Depois do café, fui para a recepção do hotel. Gosto de observar as reservas, organizar as chaves, sentir o cheiro do pinheiro enfeitado no saguão. Ali, cada detalhe tem história: o carpete gasto pelas malas de viajantes, o sino dourado que papai trouxe de uma feira antiga, e as fotos nas paredes, com registros de famílias que passaram o Natal conosco ao longo dos anos.
O telefone tocou.
- Hotel Monteiro, bom dia! - atendi, animada.
Era Dona Zuleica, da padaria.
- Isadora, querida! Manda o Chico passar aqui, tenho pão de mel fresquinho e preciso devolver a travessa da sua mãe!
Sorri.
- Pode deixar, Dona Zuleica.
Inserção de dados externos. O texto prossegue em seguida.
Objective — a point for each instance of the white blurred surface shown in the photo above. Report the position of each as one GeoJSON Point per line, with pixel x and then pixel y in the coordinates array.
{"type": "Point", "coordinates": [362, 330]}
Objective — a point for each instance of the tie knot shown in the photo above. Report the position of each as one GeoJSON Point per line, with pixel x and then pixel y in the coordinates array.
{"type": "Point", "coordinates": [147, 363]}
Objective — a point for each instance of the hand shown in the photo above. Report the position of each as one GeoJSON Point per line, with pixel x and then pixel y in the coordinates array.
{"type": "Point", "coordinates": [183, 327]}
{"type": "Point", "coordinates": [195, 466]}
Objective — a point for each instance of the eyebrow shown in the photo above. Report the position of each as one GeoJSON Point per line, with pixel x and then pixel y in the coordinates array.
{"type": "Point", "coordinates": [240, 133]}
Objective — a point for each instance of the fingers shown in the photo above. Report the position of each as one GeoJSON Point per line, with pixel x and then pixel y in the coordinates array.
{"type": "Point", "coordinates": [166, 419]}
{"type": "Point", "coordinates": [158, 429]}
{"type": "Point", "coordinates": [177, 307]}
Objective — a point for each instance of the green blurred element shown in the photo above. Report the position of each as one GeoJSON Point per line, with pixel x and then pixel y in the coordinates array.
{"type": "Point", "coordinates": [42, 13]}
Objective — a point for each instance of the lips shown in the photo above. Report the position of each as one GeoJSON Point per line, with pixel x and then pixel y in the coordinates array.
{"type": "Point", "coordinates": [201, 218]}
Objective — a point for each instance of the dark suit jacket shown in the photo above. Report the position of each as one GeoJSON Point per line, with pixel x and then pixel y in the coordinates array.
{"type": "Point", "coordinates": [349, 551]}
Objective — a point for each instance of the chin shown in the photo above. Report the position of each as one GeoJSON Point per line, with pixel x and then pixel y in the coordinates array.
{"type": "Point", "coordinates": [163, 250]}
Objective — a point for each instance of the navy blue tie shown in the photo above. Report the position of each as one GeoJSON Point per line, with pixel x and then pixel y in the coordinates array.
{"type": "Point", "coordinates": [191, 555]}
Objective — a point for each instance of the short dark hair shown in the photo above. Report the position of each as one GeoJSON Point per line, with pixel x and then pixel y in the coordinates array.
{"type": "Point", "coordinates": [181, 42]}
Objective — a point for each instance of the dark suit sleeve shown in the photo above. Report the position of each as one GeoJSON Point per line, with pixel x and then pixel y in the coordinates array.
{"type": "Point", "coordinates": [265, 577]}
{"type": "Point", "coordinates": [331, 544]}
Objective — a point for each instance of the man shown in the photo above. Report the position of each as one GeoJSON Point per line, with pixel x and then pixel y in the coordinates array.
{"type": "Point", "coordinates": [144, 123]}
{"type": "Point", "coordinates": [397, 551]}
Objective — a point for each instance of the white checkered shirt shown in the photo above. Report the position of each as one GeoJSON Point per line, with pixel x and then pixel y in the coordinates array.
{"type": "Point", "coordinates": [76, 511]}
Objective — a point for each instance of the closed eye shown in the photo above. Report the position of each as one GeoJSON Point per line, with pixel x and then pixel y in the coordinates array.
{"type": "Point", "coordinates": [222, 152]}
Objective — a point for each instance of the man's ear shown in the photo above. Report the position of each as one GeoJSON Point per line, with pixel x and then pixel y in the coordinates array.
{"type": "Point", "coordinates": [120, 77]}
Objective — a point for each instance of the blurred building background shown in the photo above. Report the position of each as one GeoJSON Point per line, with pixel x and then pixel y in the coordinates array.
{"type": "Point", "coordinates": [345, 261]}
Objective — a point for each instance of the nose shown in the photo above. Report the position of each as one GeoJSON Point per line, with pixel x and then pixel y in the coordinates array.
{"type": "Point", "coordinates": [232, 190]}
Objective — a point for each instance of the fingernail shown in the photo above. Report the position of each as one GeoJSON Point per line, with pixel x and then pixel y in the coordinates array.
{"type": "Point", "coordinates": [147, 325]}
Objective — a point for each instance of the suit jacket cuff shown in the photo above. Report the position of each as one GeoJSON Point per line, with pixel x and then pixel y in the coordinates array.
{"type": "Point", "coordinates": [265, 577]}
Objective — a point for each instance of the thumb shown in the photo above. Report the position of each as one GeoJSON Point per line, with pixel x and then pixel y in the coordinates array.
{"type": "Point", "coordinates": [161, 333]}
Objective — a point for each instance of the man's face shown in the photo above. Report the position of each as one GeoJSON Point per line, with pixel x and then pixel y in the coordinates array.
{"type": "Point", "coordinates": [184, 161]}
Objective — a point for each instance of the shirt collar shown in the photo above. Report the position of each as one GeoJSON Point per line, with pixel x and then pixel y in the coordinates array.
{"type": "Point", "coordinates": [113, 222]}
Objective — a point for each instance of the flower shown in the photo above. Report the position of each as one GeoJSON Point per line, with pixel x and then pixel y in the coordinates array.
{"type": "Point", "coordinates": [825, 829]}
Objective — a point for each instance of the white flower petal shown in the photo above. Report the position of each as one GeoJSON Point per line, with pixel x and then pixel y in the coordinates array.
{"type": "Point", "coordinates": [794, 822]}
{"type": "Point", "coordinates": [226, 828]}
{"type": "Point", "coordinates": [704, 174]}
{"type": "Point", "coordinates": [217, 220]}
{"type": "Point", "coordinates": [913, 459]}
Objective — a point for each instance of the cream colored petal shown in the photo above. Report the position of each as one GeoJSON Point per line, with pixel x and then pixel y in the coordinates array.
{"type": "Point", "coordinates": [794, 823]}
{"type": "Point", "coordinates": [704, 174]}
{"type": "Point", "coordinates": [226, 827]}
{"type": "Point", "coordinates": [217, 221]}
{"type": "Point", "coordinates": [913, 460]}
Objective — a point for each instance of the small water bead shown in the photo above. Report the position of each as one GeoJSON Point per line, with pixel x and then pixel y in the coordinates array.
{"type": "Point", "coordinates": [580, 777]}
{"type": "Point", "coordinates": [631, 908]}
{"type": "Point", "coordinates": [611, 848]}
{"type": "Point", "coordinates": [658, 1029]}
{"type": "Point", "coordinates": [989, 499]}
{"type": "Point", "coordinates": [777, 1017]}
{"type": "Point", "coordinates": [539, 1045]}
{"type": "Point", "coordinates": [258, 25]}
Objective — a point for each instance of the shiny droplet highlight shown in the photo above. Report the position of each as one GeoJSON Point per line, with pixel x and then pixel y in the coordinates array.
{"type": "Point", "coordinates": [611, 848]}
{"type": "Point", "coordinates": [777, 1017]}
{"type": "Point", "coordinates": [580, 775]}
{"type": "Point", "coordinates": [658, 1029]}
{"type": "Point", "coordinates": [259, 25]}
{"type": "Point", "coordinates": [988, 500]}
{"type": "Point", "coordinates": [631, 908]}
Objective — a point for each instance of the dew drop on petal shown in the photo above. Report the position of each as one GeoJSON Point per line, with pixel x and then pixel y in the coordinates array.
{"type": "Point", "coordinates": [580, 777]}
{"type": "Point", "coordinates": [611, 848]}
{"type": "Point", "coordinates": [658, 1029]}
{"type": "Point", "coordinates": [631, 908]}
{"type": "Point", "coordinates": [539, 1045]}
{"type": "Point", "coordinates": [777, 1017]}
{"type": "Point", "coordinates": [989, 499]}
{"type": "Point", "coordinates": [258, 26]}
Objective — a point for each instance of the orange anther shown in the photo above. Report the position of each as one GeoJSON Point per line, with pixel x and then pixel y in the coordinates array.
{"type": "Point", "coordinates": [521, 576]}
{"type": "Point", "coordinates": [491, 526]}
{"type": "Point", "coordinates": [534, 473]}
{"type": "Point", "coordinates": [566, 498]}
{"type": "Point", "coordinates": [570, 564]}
E guarde uns pra mim, tá?
Ela riu do outro lado da linha.
- Se sobrar, guardo!
Desliguei e, por um instante, fiquei olhando a neve começar a cair lá fora - os primeiros flocos da temporada. A cidade parecia coberta por um véu de magia. As crianças corriam na praça, o padre Antônio acenava da igreja, e o sino do relógio do Seu Ernesto marcava as oito horas.
Peguei meu casaco e fui até a varanda, onde papai ajeitava uma estrela dourada no topo do pinheiro do hotel. Ele sempre fazia isso com um orgulho quase infantil.